この前も、菫が不注意で失くしてしまった教室の鍵を、夜遅くまで菖蒲は一緒に探してくれていたらしい。
結局、菫の鞄の中に入っていたらしいけれど、そのとき、菖蒲は菫に文句の一つも言わずに「良かったね」と言ってくれたそうだ。
それは、菫から「聞いてよ、華恋~。この前すっごく大変なことがあってさ~!」といつもの早口で話してくれた内容だったけれど、その中身の殆どが「そのとき菖蒲がね」とか「菖蒲が一緒にね」と、最終的には菖蒲がいかに優しい子なのかを教えてくれるような内容だった。
多分、本人も無自覚なんだろうし、菖蒲は菖蒲で、あたしと二人でいるときは菫のことばかりを話している。
きっと、お互いが大好きな二人なんだと思う。
そして、そんな二人が、あたしと仲良くしてくれるのは、素直に嬉しい。
もちろん、他のクラスの子たちとも話くらいはするけれども、仲が良い人は? と言われれば、この二人ってことになるんだと思う。
あと、クラスで話す奴といえば……。
――ガラガラガラ。
と、教室の引き戸を開けると、一人の男子生徒が入って来る。
すると、それに気が付いた菫が、彼に声を掛ける。
「あっ、おっはよー、天海!」
菫が挨拶をすると、その男子生徒はちょっとだけ驚いた様子をみせて、返答する。
「お、おはよう、香澄さん……」
ちょっと。挨拶くらいでキョドってどうすんのよ、とついつい言いたくなってしまうし、もう学校だって2ヶ月経ったんだから、そろそろ慣れなさいよ、と指摘したくなってしまう。
そう、その男子生徒とは、もちろん陸のことだ。
天海陸。
あたしの幼なじみの男の子。
そして、陸がそのまま自分の席に座ろうとしたところで、菫は独り言のようにつぶやいた。

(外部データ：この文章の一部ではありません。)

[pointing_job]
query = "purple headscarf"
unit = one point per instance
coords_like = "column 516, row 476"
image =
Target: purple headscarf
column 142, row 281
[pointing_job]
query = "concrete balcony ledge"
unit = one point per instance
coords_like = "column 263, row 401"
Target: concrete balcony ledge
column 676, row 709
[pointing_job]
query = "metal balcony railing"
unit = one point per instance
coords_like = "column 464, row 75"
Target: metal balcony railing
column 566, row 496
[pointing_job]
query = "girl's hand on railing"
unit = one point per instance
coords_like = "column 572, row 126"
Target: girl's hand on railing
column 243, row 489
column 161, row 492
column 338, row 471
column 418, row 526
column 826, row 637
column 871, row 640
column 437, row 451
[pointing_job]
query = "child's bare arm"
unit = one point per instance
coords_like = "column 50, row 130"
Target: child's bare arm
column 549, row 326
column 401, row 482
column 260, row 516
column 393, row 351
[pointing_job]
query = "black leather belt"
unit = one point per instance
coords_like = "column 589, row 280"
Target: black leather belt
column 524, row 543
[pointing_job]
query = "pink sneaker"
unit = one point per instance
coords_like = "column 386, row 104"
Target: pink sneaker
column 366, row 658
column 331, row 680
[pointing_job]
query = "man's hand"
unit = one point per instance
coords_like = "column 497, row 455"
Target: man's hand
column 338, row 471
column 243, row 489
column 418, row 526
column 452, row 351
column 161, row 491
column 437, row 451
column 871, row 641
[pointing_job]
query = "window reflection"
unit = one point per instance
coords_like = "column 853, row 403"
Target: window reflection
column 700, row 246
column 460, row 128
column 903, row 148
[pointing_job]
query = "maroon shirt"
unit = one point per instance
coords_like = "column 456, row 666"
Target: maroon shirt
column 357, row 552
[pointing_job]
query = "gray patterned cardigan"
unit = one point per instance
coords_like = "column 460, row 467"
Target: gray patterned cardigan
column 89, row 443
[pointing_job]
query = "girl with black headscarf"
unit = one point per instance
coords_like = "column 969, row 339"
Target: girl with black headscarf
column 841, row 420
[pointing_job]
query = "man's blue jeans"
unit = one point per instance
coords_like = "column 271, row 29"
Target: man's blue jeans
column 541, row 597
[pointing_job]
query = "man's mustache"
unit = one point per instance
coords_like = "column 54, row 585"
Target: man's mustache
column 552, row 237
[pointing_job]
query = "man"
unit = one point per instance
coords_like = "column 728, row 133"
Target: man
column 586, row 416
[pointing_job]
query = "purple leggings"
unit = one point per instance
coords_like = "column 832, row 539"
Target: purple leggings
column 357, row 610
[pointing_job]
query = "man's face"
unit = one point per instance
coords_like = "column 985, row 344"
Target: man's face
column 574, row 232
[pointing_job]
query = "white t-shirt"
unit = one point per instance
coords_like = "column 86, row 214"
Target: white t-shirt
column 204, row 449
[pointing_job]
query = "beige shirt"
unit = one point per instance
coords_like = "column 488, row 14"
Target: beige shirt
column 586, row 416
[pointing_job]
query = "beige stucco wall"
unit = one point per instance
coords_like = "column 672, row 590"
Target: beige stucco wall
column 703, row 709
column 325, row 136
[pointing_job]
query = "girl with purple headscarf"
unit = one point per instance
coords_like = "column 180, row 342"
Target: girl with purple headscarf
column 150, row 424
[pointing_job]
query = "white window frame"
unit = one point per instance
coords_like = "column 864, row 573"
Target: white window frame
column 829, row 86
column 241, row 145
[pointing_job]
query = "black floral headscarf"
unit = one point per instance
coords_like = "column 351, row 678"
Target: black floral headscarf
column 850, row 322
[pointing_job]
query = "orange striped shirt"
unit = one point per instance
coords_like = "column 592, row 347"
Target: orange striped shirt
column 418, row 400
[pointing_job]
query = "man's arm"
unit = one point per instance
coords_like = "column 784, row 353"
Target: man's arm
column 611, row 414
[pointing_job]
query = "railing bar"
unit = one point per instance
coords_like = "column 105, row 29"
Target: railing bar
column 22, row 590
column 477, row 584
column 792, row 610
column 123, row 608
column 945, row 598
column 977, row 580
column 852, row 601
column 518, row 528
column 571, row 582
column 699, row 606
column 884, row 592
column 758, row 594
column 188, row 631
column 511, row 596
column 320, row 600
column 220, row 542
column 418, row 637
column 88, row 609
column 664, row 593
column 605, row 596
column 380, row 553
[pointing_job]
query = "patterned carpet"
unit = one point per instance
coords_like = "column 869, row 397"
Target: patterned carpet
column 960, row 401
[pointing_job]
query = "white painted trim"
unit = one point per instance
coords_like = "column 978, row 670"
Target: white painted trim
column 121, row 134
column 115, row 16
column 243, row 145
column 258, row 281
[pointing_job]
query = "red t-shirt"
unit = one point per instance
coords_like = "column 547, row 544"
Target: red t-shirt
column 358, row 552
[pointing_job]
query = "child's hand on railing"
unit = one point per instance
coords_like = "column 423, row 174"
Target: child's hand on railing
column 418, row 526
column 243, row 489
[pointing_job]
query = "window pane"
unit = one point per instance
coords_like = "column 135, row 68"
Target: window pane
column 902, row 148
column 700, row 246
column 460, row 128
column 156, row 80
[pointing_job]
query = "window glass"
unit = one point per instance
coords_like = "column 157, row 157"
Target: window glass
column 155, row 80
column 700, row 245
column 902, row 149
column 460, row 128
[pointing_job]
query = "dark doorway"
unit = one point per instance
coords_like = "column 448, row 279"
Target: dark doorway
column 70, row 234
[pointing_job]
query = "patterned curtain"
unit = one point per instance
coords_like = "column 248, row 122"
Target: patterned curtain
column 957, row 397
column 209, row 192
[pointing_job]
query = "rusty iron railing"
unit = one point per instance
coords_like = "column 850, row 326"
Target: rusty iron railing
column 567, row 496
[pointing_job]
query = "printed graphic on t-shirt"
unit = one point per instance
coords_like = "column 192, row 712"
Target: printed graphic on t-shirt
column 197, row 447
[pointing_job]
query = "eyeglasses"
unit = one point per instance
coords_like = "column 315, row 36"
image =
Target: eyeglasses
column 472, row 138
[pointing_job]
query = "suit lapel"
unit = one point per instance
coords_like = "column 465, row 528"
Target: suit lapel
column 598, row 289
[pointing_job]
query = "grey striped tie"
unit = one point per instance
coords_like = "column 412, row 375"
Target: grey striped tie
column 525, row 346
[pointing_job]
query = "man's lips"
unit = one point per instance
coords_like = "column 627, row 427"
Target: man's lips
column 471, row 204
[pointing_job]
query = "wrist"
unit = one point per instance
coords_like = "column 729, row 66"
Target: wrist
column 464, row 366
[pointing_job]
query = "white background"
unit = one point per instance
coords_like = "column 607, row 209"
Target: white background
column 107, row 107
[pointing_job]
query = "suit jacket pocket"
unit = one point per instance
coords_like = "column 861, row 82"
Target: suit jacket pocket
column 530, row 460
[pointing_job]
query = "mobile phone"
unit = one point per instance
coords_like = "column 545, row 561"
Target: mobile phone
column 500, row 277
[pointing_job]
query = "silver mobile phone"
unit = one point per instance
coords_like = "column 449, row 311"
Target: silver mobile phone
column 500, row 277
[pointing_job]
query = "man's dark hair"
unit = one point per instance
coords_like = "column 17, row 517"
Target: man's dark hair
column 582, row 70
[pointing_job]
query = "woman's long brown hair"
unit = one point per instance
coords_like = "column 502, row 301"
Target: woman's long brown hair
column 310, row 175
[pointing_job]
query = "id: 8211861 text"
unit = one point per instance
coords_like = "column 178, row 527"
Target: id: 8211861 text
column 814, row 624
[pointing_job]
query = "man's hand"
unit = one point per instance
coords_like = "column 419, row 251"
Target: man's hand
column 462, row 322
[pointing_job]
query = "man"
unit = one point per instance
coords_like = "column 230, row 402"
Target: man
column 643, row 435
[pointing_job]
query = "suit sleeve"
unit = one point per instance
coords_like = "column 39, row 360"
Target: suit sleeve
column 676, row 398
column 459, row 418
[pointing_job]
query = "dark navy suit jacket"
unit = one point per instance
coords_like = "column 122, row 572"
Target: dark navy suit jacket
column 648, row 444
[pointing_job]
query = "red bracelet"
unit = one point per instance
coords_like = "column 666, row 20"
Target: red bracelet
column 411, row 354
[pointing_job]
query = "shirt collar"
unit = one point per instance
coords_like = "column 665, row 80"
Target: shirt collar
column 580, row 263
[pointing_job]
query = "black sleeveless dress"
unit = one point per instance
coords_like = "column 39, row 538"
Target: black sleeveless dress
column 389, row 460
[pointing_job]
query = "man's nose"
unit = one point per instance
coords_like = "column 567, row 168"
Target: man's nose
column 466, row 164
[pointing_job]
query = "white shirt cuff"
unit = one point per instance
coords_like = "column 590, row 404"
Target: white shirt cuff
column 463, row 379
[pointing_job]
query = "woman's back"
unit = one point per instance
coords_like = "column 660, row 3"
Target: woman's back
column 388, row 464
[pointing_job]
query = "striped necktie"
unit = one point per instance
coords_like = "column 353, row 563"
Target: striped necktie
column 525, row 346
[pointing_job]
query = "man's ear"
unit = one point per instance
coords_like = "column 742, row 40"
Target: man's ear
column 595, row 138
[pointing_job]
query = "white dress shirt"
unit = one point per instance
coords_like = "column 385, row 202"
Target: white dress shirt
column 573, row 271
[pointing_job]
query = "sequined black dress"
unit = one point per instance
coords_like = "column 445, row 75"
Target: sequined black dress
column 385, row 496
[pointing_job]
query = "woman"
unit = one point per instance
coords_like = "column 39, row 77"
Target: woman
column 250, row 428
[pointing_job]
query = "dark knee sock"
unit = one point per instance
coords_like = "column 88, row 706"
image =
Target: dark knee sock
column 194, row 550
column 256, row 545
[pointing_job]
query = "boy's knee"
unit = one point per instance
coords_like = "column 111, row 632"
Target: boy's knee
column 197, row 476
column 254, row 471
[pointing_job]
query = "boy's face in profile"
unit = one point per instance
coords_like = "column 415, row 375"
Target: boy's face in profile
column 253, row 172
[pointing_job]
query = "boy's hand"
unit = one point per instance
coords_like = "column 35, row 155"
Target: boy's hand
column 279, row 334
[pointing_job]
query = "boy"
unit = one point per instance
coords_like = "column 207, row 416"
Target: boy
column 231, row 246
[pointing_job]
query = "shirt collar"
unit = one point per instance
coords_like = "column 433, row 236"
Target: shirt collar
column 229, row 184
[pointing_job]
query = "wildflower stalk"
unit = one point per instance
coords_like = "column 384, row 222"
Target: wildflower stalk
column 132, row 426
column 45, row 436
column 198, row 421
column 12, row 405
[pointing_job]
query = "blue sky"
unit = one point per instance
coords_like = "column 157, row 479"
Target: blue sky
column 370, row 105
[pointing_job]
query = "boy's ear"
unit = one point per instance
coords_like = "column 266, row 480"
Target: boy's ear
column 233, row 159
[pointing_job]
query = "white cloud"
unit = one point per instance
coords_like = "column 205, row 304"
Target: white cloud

「あれ? っていうか、天海って今日、華恋と一緒に登校してないじゃん? どしたの? いつもは一緒に教室来るのに?」
その指摘に、陸だけでなくあたしまでドキッとしてしまい、声をあげそうになった。
だが、陸は乾いた笑みを浮かべると、ぼそぼそと呟く。
「え、えっと……今日は僕に用事があって……」
「ふ~ん、そなんだ。ま、そゆときもあるよね」
質問はしたものの、菫はそれほど気にしていなかったのか、すぐに別の話題へと移る。
「あっ、もう時間ないじゃん!? 華恋、早くノート見せて~!」
そう言って、菫はあたしの手を引いた。
そのとき、陸と一瞬だけ、目が合った。
だけど、陸はすぐに視線を逸らして気まずそうにする。
な、なによ! その顔は!
思わず喉まで出かけた声を、なんとか押し込んで消化した。
そのとき、あたしはまた自分が眉間に皺を寄せていることに気が付いた。
だけど、もう遅い。
陸は完全に、あたしが怒っているのだと勘違いしている。
いや、正確には、あたしは今でも陸に対して怒っているのは事実だ。
けど、それと同じくらい、どうしてこんなことになってしまったのかと、反省もしている。
あたしが、陸と一緒に学校へ行かなかった理由は、陸が話した通りではなく、もっと単純で、どうしようもないことで――。
あたしと陸は、現在、絶賛喧嘩中なのだ。